But where does Spotify fall into this narrative?

On Feb. 1, Spotify launched its streaming services in South Korea — the sixth largest music market in the world. But there was one problem: Spotify was unable to secure domestic licensing deals with Kakao because it had become a direct competitor of Kakao’s own streaming service, Melon. At the same time, time was ticking for the original global licensing agreement between Spotify and Kakao to be renegotiated before its termination on March 1.

The two companies became embroiled in the intricacies of the license’s renewal. Eventually, March 1 arrived without an agreement, leading to the purging of K-pop songs on Spotify across all markets. According to The Korea Herald, these talks failed because Kakao wanted separate licensing distribution agreements for the domestic market in Korea and the global market, but Spotify turned down this proposal and refused to renew the original global distribution agreement without the domestic one.

For one week, Spotify and Kakao continued to butt heads, refusing to concede and releasing statements blaming each other for failing to renew the global license. Meanwhile, K-pop fans were left in the complete dark as days passed without signs of the affected songs’ return to Spotify. Expressing his frustration, hip hop group Epik High’s Tablo tweeted, “Apparently a disagreement between our distributor Kakao M & Spotify has made our new album Epik High Is Here unavailable globally against our will.

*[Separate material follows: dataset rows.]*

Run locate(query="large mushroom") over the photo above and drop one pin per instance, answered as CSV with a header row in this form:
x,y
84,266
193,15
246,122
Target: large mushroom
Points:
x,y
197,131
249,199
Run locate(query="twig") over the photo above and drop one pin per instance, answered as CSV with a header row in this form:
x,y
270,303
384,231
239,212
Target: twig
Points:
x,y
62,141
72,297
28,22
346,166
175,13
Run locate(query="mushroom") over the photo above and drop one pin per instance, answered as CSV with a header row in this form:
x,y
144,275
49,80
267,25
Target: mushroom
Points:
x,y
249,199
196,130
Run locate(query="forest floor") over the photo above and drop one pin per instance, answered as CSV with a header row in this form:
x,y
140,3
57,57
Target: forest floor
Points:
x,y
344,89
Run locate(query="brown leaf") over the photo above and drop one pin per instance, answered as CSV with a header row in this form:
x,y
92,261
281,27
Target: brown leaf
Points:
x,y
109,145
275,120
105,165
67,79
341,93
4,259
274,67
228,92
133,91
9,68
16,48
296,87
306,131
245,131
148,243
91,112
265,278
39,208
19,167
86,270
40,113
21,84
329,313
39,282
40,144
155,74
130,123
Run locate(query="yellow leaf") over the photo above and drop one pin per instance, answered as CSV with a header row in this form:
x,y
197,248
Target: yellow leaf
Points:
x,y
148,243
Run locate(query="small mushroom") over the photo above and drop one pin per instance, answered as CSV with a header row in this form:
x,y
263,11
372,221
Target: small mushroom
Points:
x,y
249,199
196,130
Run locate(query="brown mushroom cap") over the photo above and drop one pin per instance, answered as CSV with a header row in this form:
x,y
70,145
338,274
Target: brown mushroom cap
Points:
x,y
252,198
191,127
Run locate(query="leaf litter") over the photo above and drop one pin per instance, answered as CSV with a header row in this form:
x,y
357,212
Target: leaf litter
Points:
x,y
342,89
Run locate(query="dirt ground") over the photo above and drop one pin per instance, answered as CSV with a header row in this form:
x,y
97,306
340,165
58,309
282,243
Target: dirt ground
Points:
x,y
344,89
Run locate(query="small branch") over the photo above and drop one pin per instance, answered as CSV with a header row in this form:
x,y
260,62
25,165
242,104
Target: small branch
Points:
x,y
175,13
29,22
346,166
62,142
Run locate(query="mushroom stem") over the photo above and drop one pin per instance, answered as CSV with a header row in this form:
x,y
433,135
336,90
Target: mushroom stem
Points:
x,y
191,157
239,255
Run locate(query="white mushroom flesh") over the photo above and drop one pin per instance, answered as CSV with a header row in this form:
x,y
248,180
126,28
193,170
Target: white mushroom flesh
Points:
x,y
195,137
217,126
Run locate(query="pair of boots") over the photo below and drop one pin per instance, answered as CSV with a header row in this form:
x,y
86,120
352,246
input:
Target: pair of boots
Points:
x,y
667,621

Regardless of who is at fault, why is it always the artists and the fans that suffer when businesses place greed over art?”

Eventually, Spotify and Kakao reached an agreement to renew the global licensing, and K-pop artists like Epik High saw their music return to the streaming service starting on March 12. The K-pop community rejoiced as they went back to jamming out to their favorite songs. The dispute faded into the background.

But underneath the apparent “success” of the negotiation lies a darker picture of the future of the music industry — the rise of monopolistic streaming service gatekeepers like Spotify and Kakao. In the United States, nearly 80% of all music revenue in 2019 came from streaming services, which was dominated by a few platforms like Spotify, Apple Music, and others. As more listeners switch to using streaming services, the power of controlling the streaming and access of music falls into the hands of these corporations, not listeners.

This showdown between Spotify and Kakao is a prime example of what happens when two unchecked music streaming services care more about complete control over a market than allowing artists to have their music reach worldwide audiences. Whether Spotify or Kakao got the “better deal” in the new licensing agreement doesn’t matter because, in the end, the only losers were the artists — whose music rights these companies violated — and listeners like you and me. As long as music streaming services continue to “place greed over art” as Tablo tweeted, they will not only affect the K-pop world, but also put other genres’ artists and listeners at risk of losing access to the art itself.